Много слухов ходит о раскулачивании, которого боятся – вдруг сошлют в самые дальние медвежьи углы России, и – кукуй. Вот и вступают в «артель», так называют люди деревенские крестьянские объединения. Их село в этом деле среди отстающих по двум причинам: далеко от райцентра расположено и невелико – дворов семьдесят всего.
Первого марта в Черемшанку из Питера рабочий с семьёй приехал. Удивились деревенские: «С какого квасу явился? Неужто сам в их глухомани жить захотел?»

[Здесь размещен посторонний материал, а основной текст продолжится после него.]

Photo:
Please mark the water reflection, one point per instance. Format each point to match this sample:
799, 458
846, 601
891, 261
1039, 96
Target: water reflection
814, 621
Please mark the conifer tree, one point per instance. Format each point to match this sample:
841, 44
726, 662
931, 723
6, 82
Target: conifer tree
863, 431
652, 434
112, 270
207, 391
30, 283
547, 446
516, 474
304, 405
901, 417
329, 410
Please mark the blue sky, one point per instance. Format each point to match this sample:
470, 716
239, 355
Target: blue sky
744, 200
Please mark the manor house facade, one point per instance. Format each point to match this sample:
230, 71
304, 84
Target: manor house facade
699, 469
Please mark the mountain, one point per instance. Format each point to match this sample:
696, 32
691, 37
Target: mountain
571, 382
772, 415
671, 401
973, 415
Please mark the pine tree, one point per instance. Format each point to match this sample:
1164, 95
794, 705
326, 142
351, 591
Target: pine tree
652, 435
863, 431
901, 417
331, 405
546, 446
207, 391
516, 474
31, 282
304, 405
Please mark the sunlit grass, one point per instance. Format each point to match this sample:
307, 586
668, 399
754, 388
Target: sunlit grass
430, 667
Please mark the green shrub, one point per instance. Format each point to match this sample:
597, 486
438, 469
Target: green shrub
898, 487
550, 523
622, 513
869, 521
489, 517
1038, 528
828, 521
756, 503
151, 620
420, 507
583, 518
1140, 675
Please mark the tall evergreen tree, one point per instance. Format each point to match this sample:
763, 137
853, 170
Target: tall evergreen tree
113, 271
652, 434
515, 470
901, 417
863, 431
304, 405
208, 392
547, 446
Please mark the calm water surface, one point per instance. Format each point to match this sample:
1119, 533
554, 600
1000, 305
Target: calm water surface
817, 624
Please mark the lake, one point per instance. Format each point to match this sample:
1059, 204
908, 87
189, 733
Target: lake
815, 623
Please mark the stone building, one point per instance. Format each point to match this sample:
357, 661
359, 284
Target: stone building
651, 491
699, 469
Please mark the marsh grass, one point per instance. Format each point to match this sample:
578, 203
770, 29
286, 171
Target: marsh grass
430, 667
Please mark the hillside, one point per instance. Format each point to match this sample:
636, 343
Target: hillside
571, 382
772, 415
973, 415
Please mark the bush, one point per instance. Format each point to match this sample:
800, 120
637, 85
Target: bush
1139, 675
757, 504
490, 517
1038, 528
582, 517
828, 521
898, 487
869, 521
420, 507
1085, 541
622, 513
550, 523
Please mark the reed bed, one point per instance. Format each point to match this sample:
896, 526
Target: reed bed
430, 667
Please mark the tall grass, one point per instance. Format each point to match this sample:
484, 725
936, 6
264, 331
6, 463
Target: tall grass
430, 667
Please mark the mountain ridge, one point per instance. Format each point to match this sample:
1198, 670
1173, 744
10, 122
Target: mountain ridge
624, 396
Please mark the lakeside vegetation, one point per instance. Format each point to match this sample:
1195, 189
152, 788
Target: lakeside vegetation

Поселили его в оставшемся без присмотра белогвардейском доме, слева от усадьбы Калачёвых, расположившейся в середине короткой улицы, спускающейся к Черемшанке, к тому месту, где табун перегоняют через речку на пастбище. Никите и невдомёк было, какую роль сыграет приезжий в его судьбе. Помогал ему по-соседски, как положено. Огород перед посадкой тальником оплёл, заметив в этом деле полное неумение горожанина. Молоденькую дочку нового соседа, которую учительницей в школу взяли, подбадривал:
– Не тушуйся, девонька! Детей учить надо. Взрослые и то ликбезы проходят.
А жена у соседа тоже образованная, но в школу не согласилась. Библиотеку начала собирать, взрослых учить грамоте.
До приезда питерских в деревенской четырёхклассной школе была одна учительница. На дальнейшую учёбу детишек везли в другое село. Двое из Никитиных сыновей, Егор и Антон, окончили по семь классов, для чего в Баево, у Николая, его двоюродного брата, по три года жили. А дома бы учились – какая красота! Теперь вот ещё грамотная добавилась, глядишь, семилетку откроют. Сам-то Никита случайно читать и писать выучился, у попа тамошнего, где жили. Тот заметил любознательного и возился с ним по охоте, ни копья не взял за обучение. Хоть и малая грамотёшка, а всё-таки пользу давала – Святое Писание сам читал. Никита убеждён, что его пацанам грамота тоже пригодится. Старший сын, моряк Володя, тоже учён, потому и во флот попал.
С появлением питерского в деревне участились сходки да собрания. В них участвовали агитаторы из Баева, а то аж из Барнаула. Орали, спорили на этих сборищах в конторе до хрипоты. Никите, как и многим, непонятно, как можно нерадивых с работящими объединить. Да кто ж из них, из организаторов городских, поймёт крестьянскую жизнь, крестьянского труда не нюхавши.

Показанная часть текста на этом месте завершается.